Managing Labor Shortages in Hai Duong: Insights for Foreign Firms
Foreign firms in Hai Duong, a key industrial province in north Vietnam, are reporting that labor shortages have become common. We discuss how foreign firms can optimize hiring decisions and lower their attrition rates.
Foreign-invested enterprises in Vietnam’s Hai Duong province are struggling to find workers for the myriad garment factories located in the city. This is despite a 300,000-strong workforce in the province, Vietnam’s Business Forum magazine reported earlier this week.
It’s not just workers to sew shirts and glue the soles to shoes either. Information technology (IT) workers, foreign language experts, and workers skilled in automation are becoming increasingly hard to come by, Mr Kurihara, Director of Sumidenso Vietnam Company, told the magazine.
Such shortages are to be expected alongside rapid economic development. As the number of factories and manufacturing plants around Vietnam has multiplied, it has given rise to fierce competition among firms for good quality labor.
Luring and retaining workers, however, can be better managed through the right strategy. There are a number of incentives and benefits when applied correctly, can give foreign firms an edge over competitors during the hiring process.

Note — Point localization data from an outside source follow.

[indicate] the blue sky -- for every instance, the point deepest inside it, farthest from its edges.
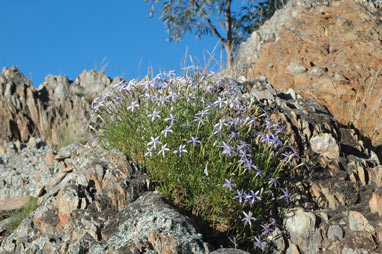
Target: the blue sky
(65, 37)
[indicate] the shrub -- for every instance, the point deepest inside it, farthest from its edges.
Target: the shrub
(206, 149)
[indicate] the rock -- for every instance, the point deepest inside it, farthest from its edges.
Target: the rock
(329, 51)
(376, 175)
(48, 111)
(358, 222)
(293, 249)
(375, 202)
(359, 242)
(14, 203)
(301, 227)
(295, 68)
(228, 251)
(32, 142)
(325, 145)
(93, 201)
(335, 232)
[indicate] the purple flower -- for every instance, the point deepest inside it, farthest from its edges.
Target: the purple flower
(166, 130)
(163, 149)
(233, 135)
(133, 105)
(269, 124)
(199, 120)
(227, 149)
(276, 141)
(149, 152)
(251, 198)
(163, 100)
(154, 115)
(229, 184)
(181, 150)
(219, 102)
(286, 195)
(202, 113)
(154, 142)
(259, 173)
(267, 229)
(193, 141)
(240, 196)
(265, 138)
(219, 126)
(172, 119)
(259, 243)
(274, 181)
(248, 217)
(249, 165)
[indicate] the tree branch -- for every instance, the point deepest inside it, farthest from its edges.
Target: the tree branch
(216, 32)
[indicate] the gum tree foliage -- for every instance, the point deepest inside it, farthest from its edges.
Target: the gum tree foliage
(215, 17)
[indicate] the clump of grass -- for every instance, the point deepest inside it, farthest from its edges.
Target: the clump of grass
(204, 147)
(19, 215)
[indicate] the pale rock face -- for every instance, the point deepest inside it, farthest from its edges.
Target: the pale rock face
(59, 108)
(326, 50)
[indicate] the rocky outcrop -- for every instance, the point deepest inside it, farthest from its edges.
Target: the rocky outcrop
(330, 51)
(59, 111)
(95, 201)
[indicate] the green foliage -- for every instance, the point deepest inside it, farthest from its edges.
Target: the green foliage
(182, 16)
(251, 16)
(200, 147)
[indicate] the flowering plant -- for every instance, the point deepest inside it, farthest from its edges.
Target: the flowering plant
(204, 147)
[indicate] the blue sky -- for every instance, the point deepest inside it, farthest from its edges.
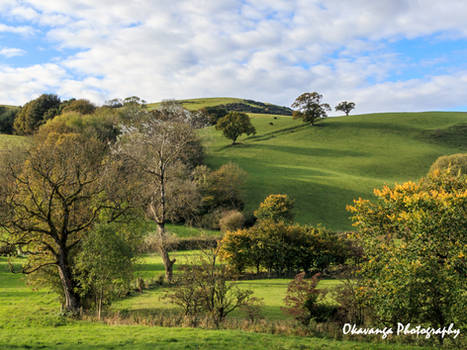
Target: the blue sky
(389, 55)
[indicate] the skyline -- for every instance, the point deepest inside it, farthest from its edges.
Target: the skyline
(385, 56)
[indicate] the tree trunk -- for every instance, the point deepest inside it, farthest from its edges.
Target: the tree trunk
(163, 249)
(72, 300)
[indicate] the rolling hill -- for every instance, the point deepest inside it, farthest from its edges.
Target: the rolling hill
(231, 104)
(326, 166)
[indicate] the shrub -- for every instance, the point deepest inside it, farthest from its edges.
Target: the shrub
(276, 207)
(104, 266)
(414, 238)
(36, 112)
(302, 297)
(231, 220)
(282, 248)
(455, 162)
(7, 118)
(203, 288)
(81, 106)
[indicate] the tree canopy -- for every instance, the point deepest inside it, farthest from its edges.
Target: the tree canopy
(234, 124)
(345, 107)
(36, 112)
(309, 108)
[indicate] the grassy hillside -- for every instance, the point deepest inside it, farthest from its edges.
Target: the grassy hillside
(231, 104)
(326, 166)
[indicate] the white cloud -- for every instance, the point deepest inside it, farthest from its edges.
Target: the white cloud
(270, 50)
(11, 52)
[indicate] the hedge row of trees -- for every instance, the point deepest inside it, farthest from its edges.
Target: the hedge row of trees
(83, 171)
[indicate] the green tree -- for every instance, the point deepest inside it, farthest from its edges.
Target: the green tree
(7, 118)
(36, 112)
(455, 162)
(309, 107)
(104, 265)
(204, 288)
(414, 240)
(82, 106)
(51, 196)
(233, 124)
(302, 297)
(345, 107)
(276, 207)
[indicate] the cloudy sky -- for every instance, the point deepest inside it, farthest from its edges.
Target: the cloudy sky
(385, 55)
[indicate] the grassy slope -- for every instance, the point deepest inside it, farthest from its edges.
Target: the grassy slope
(325, 167)
(29, 319)
(198, 103)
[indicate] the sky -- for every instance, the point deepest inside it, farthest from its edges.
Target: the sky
(385, 55)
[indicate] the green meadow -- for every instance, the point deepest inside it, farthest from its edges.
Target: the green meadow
(30, 319)
(326, 166)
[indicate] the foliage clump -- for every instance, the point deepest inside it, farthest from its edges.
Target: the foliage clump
(455, 162)
(414, 241)
(234, 124)
(309, 108)
(204, 288)
(282, 248)
(302, 299)
(35, 113)
(276, 207)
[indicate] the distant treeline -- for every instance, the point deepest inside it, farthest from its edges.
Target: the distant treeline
(250, 106)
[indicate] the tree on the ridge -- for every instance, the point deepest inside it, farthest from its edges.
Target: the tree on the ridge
(234, 124)
(36, 112)
(309, 107)
(345, 107)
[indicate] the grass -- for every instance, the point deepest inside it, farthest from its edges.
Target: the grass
(326, 166)
(30, 320)
(188, 231)
(272, 291)
(198, 103)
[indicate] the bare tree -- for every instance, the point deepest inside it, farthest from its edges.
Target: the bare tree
(161, 146)
(51, 195)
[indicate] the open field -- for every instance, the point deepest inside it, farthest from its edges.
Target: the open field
(30, 320)
(326, 166)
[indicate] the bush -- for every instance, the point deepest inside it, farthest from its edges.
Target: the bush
(151, 242)
(81, 106)
(282, 248)
(276, 207)
(414, 238)
(455, 162)
(231, 220)
(302, 297)
(7, 118)
(35, 113)
(204, 288)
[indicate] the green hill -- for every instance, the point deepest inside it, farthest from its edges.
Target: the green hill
(326, 166)
(231, 104)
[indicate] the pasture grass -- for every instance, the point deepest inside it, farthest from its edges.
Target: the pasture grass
(324, 167)
(30, 320)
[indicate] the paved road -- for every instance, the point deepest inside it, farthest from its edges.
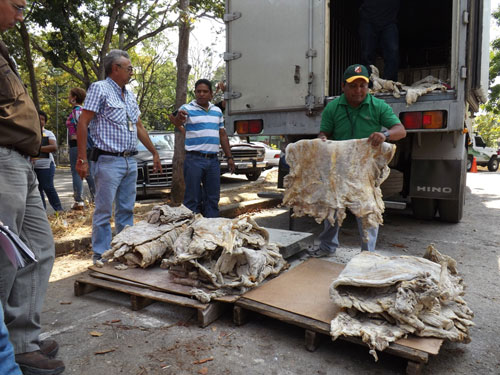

It goes without saying that wages are probably the most important factor Vietnamese workers look at when applying for a job. Whereas the comparatively low wages in Vietnam have been an attractive incentive for foreign firms looking to reduce their manufacturing costs, the domestically relatively high wages paid to factory workers have proven attractive to workers.
Most notably, since Vietnam’s ascension to the World Trade Organisation (WTO), when the country really started to seriously open up to foreign investment, wages have climbed considerably.
In its most recent report on labor and employment, Vietnam’s General Office of Statistics (GSO) found that manufacturing workers earned an average wage of 7.9 million VND (US$336) a month. In contrast, in agriculture, fisheries, and forestry, the GSO found the average wage to be barely half that of a factory worker at 4.1 million VND (US$174.65).
These higher-than-average wages have led to a shift of workers from rural farming communities to manufacturing hubs that have sprung up around the country. Thai Nguyen and Bac Ninh in the north, for example, Binh Duong and Dong Nai in the south.
But financial benefits are about more than just wages. The option and structure of overtime pay is also increasingly important.
See also: Salary and Wages in Vietnam
The payment of overtime wages is a key motivator for Vietnamese workers. It can help them earn substantial financial gains during peak seasons and is why the manufacturing sector is able to stay competitive.
This is particularly true of employees that work away from home. These workers often send money back to their parents or spouses in rural areas that offer few opportunities to make additional income. In this sense, overtime for a Vietnamese worker can mean a significant boost in the quality of life for the people that depend on them; it is an essential component of their financial planning.
That said, Vietnam has codified limits to the amount of overtime one person can work. Thus, overtime hours cannot exceed 40 hours per month and cannot exceed 300 hours per year.
Firms should note that these hours were temporarily expanded in 2022 to help clear the backlog of orders from during the pandemic. Following the economy stabilizing, this overtime extension has now ended, and overtime limits have returned to those outlined in the Labour Code, 2019.
Beyond the standard health and unemployment insurance, workers seek additional benefits, such as flexible shifts and the ability to work from home. Notably, this is difficult for factory line workers, but when it comes to back office staff and administrators, they may be easier to implement. Any flexibility in employment conditions will be an incentive that can attract and help retain high-quality talents.
Furthermore, most Vietnamese value family above all else. Workers with young families may be enticed to work for and stay with an enterprise through additional benefits like childcare or healthcare benefits that extend to their family.
It’s also quite common for employers to provide their staff with free meals. Not only does this mean that employees can use what would ordinarily be spent on lunch for other purposes, but it also ensures they have at least one balanced, nutritious meal each day – a healthy employee is a happy employee.
During the pandemic, the manufacturing labor force underwent considerable change.
When COVID-19 was at its worst in Vietnam, many workers left key manufacturing hubs for the relative safety of their hometowns. Though many have since returned, many have not. In light of this, firms can overcome some human resourcing challenges by establishing themselves in areas where there are fewer transient populations yet high demand for jobs.
This could mean looking beyond the traditional manufacturing centers of Hanoi and Ho Chi Minh City. Central Vietnam, for example, is becoming increasingly popular. It has an abundance of low-cost labor, its infrastructure is developing (a new US$137 million port is being built in Danang), and the local government is investing heavily in skills training.
Overcoming labor shortages: Tricky but it can be done
As Vietnam’s economy continues to expand rapidly, provinces improve their investment incentives and remove investment barriers, labor shortages may occur more frequently in some locations.
But this can be overcome by understanding what it is that employees want. That means establishing an optimized strategy that offers flexibility, overtime, and a good work-life balance. In doing so, workers should be easier to find, and may want to stay with firms for longer.